Jakarta, Beritasatu.com - Komisi Pemberantasan Korupsi (KPK) khawatir terjadi ketidakpastian hukum bahkan kekosongan hukum setelah 19 tahun 2019 tentang perubahan atas UU nomor 30 tahun 2002 tentang KPK berlaku. Hal ini lantaran hingga saat ini, UU yang mulai berlaku pada Kamis (17/10/2019) tersebut belum dipublikasikan oleh Kementerian Hukum dan HAM (Kemkumham). Bahkan, KPK sebagai pelaksana UU belum mendapat atau menerima dokumen resmi UU yang menjadi polemik dua bulan terakhir tersebut.

"Jangan sampai ada kondisi ketidakpastian hukum karena UU tersebut belum dipublikasikan apalagi ada kondisi kekosongan hukum dan itu sangat beresiko bagi upaya pemberantasan korupsi," kata Jubir KPK, Febri Diansyah di Gedung KPK, Jakarta, Jumat (18/10/2019) malam.

Febri mengatakan, secara informal, KPK mengetahui UU KPK telah mendapat nomor dan diundangkan. Namun, yang menjadi persoalan, KPK belum mendapatkan dokumen UU secara resmi. Dengan demikian, KPK belum mengetahui secara persis bagaimana sebenarnya isi detil UU baru yang sudah diundangkan tersebut. Meski terdapat dokumen-dokumen yang diedarkan saat Paripurna DPR pada 17 September lalu, Febri menegaskan, KPK sebagai penegak hukum sudah seharusnya bekerja dengan landasan yang jelas dan UU yang resmi. "Sebagai penegak hukum, kamj harus landaskan tindakan-tindakan kami dengan apa yang dilakukan dengan dasar yang jelas dan UU yang resmi," kata Febri Diansyah.
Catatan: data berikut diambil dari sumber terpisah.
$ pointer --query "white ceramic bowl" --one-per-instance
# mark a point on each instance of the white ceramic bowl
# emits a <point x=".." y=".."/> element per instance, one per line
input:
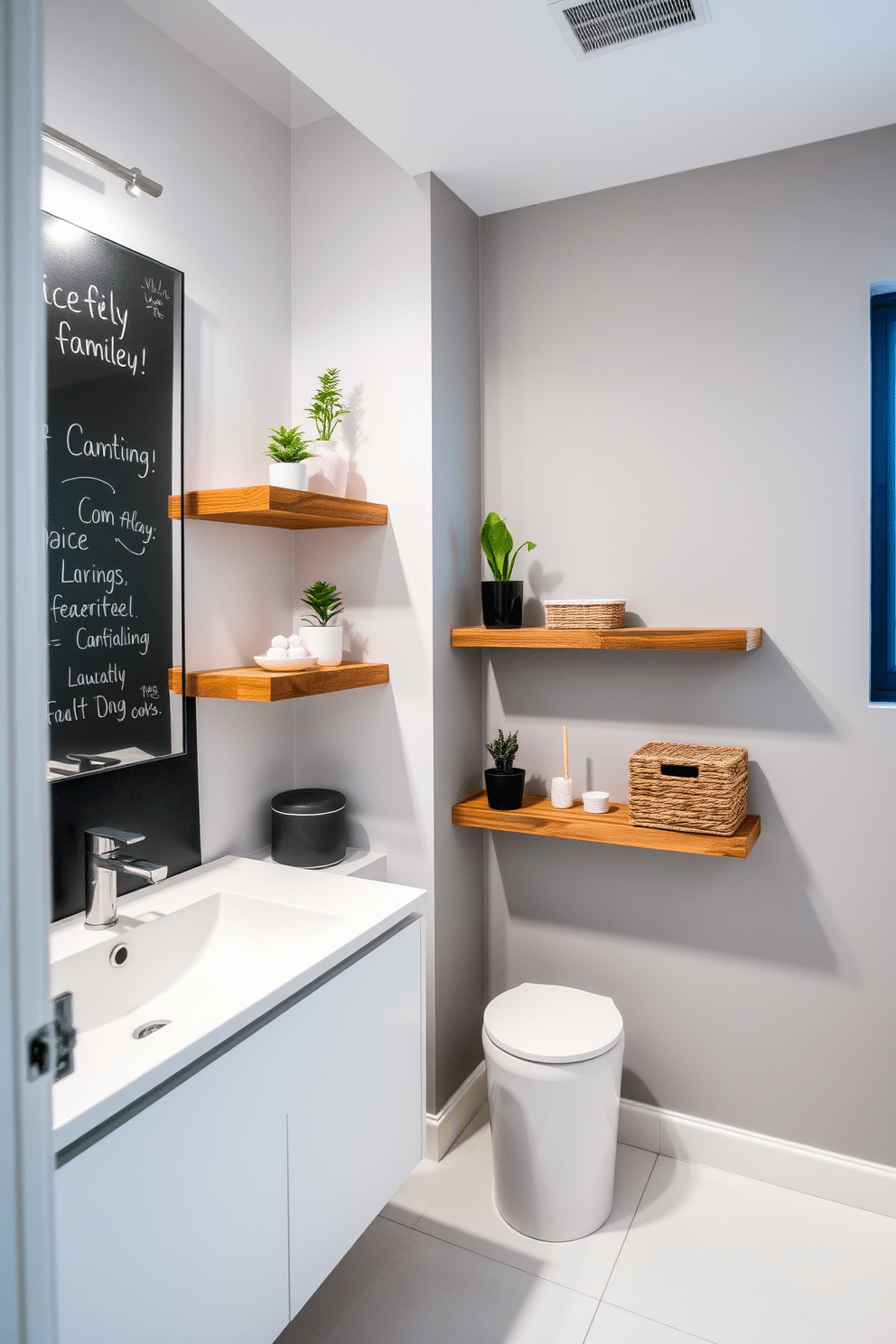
<point x="284" y="664"/>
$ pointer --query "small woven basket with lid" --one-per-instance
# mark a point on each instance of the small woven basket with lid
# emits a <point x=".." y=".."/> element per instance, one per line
<point x="676" y="787"/>
<point x="598" y="613"/>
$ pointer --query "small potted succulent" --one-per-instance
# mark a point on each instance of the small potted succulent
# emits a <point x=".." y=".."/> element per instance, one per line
<point x="504" y="781"/>
<point x="324" y="640"/>
<point x="330" y="473"/>
<point x="288" y="451"/>
<point x="502" y="597"/>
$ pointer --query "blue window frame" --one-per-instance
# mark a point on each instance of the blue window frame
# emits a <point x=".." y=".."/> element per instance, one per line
<point x="882" y="498"/>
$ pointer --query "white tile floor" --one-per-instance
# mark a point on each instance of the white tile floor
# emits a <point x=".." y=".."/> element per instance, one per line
<point x="689" y="1253"/>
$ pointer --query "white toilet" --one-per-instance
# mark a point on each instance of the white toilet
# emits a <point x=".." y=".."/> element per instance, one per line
<point x="554" y="1063"/>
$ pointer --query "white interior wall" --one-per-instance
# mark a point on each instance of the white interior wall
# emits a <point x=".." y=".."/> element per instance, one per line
<point x="676" y="410"/>
<point x="457" y="682"/>
<point x="386" y="289"/>
<point x="117" y="84"/>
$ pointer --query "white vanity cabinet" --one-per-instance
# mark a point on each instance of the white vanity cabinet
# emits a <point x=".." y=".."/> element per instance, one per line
<point x="214" y="1214"/>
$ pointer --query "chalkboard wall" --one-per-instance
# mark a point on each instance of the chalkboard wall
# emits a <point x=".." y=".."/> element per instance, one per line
<point x="115" y="341"/>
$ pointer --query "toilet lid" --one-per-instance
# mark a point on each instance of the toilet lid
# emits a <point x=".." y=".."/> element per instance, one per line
<point x="553" y="1024"/>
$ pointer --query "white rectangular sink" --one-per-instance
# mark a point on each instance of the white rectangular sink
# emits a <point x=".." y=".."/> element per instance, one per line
<point x="201" y="955"/>
<point x="209" y="950"/>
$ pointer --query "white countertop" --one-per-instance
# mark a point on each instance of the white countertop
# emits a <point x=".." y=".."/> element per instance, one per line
<point x="112" y="1069"/>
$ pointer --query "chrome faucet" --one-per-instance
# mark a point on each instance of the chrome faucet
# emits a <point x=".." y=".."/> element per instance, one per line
<point x="105" y="861"/>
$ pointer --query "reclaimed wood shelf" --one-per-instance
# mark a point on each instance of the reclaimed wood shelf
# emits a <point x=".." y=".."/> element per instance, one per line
<point x="257" y="685"/>
<point x="537" y="817"/>
<point x="736" y="640"/>
<point x="269" y="506"/>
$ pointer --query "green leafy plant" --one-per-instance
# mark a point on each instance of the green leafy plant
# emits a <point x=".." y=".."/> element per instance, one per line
<point x="327" y="407"/>
<point x="498" y="545"/>
<point x="288" y="445"/>
<point x="502" y="751"/>
<point x="324" y="601"/>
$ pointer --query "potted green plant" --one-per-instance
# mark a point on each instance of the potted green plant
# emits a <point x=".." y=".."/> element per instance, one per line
<point x="504" y="781"/>
<point x="322" y="639"/>
<point x="288" y="451"/>
<point x="330" y="473"/>
<point x="501" y="597"/>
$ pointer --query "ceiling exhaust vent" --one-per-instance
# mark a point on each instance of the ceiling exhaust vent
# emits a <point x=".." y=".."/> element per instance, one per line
<point x="592" y="26"/>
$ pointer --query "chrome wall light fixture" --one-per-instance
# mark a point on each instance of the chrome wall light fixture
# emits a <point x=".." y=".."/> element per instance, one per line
<point x="135" y="182"/>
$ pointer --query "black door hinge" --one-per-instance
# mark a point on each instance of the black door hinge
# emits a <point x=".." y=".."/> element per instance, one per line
<point x="52" y="1047"/>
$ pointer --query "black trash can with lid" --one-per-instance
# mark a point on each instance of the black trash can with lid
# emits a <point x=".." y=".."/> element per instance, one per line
<point x="308" y="828"/>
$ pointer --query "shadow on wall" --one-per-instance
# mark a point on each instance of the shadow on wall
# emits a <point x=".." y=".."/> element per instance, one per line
<point x="369" y="732"/>
<point x="760" y="690"/>
<point x="758" y="908"/>
<point x="369" y="573"/>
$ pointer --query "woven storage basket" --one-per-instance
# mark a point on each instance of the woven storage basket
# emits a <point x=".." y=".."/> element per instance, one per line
<point x="584" y="613"/>
<point x="675" y="787"/>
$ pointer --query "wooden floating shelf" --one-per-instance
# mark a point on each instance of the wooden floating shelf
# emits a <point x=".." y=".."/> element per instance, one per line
<point x="537" y="817"/>
<point x="269" y="506"/>
<point x="738" y="640"/>
<point x="256" y="685"/>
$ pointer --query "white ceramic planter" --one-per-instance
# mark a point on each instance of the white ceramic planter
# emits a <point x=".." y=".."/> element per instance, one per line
<point x="324" y="643"/>
<point x="328" y="470"/>
<point x="289" y="476"/>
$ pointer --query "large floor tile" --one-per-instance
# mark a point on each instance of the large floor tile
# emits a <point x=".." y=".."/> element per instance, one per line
<point x="738" y="1261"/>
<point x="463" y="1212"/>
<point x="426" y="1181"/>
<point x="612" y="1325"/>
<point x="435" y="1293"/>
<point x="347" y="1285"/>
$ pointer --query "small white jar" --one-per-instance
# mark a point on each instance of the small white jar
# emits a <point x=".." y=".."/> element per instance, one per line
<point x="327" y="470"/>
<point x="289" y="476"/>
<point x="324" y="643"/>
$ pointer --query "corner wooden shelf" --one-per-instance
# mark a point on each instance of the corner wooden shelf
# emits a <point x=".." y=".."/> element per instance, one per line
<point x="736" y="640"/>
<point x="537" y="817"/>
<point x="269" y="506"/>
<point x="256" y="685"/>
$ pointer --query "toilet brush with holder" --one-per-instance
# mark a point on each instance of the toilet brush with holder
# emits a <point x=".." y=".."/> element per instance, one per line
<point x="562" y="784"/>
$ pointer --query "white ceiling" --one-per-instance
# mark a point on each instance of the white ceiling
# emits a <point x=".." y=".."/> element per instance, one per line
<point x="488" y="94"/>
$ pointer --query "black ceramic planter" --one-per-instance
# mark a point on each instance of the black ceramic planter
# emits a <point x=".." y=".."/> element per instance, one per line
<point x="501" y="603"/>
<point x="504" y="790"/>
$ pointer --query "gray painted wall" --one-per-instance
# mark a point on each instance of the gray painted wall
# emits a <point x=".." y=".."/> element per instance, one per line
<point x="457" y="680"/>
<point x="676" y="410"/>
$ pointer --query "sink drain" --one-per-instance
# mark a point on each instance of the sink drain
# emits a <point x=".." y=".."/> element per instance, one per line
<point x="149" y="1027"/>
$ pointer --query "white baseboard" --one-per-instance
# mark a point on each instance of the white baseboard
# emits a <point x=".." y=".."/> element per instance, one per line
<point x="457" y="1113"/>
<point x="848" y="1181"/>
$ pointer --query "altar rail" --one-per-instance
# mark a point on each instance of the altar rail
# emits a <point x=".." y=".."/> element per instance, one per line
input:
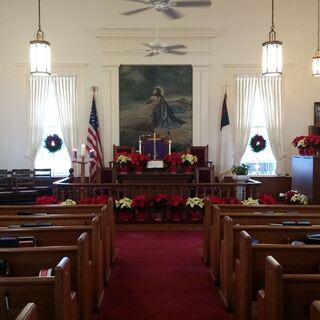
<point x="63" y="189"/>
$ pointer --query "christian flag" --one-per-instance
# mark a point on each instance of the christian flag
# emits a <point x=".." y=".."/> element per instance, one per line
<point x="226" y="148"/>
<point x="94" y="143"/>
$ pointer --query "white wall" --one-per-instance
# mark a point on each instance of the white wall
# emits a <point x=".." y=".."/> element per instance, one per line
<point x="81" y="33"/>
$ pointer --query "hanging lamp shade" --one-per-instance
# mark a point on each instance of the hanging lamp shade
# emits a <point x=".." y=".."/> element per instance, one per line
<point x="316" y="58"/>
<point x="272" y="53"/>
<point x="40" y="52"/>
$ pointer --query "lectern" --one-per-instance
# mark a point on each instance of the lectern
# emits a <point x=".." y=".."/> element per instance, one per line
<point x="306" y="176"/>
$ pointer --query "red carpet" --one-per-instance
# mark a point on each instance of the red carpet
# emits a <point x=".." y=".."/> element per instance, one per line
<point x="160" y="276"/>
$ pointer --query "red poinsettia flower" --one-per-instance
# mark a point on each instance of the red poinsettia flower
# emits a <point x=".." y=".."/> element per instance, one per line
<point x="267" y="199"/>
<point x="139" y="201"/>
<point x="47" y="200"/>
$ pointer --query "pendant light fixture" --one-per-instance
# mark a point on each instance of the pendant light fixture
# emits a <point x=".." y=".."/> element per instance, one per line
<point x="316" y="58"/>
<point x="40" y="52"/>
<point x="272" y="52"/>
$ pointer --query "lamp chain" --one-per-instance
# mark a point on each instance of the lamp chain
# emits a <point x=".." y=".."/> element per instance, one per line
<point x="272" y="23"/>
<point x="39" y="15"/>
<point x="318" y="25"/>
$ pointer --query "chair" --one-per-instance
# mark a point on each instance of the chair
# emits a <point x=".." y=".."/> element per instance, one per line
<point x="201" y="152"/>
<point x="43" y="181"/>
<point x="106" y="175"/>
<point x="204" y="174"/>
<point x="23" y="184"/>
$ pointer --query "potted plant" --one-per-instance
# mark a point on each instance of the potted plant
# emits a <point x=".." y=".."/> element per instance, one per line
<point x="188" y="161"/>
<point x="123" y="161"/>
<point x="195" y="207"/>
<point x="172" y="161"/>
<point x="240" y="173"/>
<point x="139" y="205"/>
<point x="176" y="208"/>
<point x="124" y="207"/>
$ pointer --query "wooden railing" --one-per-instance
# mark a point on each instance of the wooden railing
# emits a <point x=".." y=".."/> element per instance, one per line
<point x="64" y="189"/>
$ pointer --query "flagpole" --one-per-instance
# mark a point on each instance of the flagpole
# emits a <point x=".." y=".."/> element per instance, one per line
<point x="94" y="89"/>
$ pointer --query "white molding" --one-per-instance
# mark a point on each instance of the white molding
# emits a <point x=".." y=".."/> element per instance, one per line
<point x="138" y="33"/>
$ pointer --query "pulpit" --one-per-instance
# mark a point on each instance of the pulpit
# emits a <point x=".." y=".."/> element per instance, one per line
<point x="156" y="147"/>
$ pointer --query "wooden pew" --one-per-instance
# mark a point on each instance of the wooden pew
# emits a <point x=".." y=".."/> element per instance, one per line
<point x="29" y="312"/>
<point x="286" y="296"/>
<point x="26" y="262"/>
<point x="263" y="233"/>
<point x="250" y="268"/>
<point x="217" y="230"/>
<point x="315" y="310"/>
<point x="52" y="295"/>
<point x="68" y="235"/>
<point x="211" y="234"/>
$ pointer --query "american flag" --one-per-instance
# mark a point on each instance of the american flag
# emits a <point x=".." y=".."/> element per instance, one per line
<point x="94" y="143"/>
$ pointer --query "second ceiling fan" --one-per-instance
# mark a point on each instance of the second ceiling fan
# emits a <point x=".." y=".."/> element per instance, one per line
<point x="167" y="6"/>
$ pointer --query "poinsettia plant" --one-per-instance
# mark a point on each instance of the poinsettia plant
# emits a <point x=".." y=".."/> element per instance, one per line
<point x="173" y="159"/>
<point x="176" y="202"/>
<point x="195" y="203"/>
<point x="294" y="197"/>
<point x="123" y="158"/>
<point x="124" y="203"/>
<point x="188" y="159"/>
<point x="139" y="201"/>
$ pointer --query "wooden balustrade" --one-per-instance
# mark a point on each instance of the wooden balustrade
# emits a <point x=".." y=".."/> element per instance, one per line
<point x="64" y="189"/>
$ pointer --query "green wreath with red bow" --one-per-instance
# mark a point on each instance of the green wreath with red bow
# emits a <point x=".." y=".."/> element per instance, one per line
<point x="258" y="143"/>
<point x="53" y="143"/>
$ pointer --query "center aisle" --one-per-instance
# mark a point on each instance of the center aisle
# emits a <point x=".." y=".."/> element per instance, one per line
<point x="160" y="276"/>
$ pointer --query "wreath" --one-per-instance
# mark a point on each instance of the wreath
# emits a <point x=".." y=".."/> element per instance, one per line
<point x="258" y="143"/>
<point x="53" y="143"/>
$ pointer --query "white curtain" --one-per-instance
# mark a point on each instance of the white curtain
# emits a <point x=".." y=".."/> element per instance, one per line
<point x="39" y="90"/>
<point x="246" y="91"/>
<point x="270" y="92"/>
<point x="65" y="89"/>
Untuk itu, KPK meminta Kemkumham segera mempublikasikan UU nomor 19 tahun 2019. Dengan demikian, UU tersebut dapat segera menjadi pedoman bagi KPK dalam mencegah dan memberantas korupsi sesuai peraturan perundang-undangan yang berlaku. "Jadi KPK berharap UU yang resmi segera dipublikasikan sehingga bisa jadi pedoman semua pihak khususnya KPK dalam pelaksanaan tugas," harap Febri Diansyah.

Diberitakan Kemkumham resmi mencatat revisi UU KPK ke Lembaran Negara sebagai UU Nomor 19 tahun 2019 tentang Perubahan UU KPK. "Revisi UU KPK sudah tercatat dalam Lembaran Negara sebagai UU No 19 Tahun 2019 mengenai Perubahan UU KPK, sudah diundangkan di Lembaran Negara Nomor 197 dengan nomor Tambahan Lembar Negara (TLN): 6409 tertanggal 17 Oktober 2019," kata Direktur Jenderal Perundang-undangan Kemenkumham Widodo Ekatjahjana.

Sebelumnya hingga Kamis, 17 Oktober 2019 atau 30 hari sejak rapat paripurna DPR pada 17 September 2019 yang mengesahkan revisi UU KPK, tidak ada pihak yang menyampaikan bahwa revisi tersebut sudah resmi diundangkan.
Padahal menurut Pasal 73 ayat (2) UU 12 tahun 2011 tentang Pembentukan Peraturan Perundang-undangan dalam hal RUU tidak ditandatangani oleh Presiden dalam waktu paling lama 30 hari terhitung sejak RUU tersebut disetujui bersama, RUU tersebut sah menjadi undang-undang dan wajib diundangkan. Seharusnya, UU KPK versi revisi pun otomatis berlaku pada 17 Oktober 2019. Namun salinan UU No 19 tahun 2019 itu, menurut Widodo, belum dapat disebarluaskan karena masih diteliti oleh Sekretariat Negara. "Salinan UU masih diotentifikasi oleh Sekretariat Negara. Setelah itu baru kita publikasikan di website," tambah Widodo.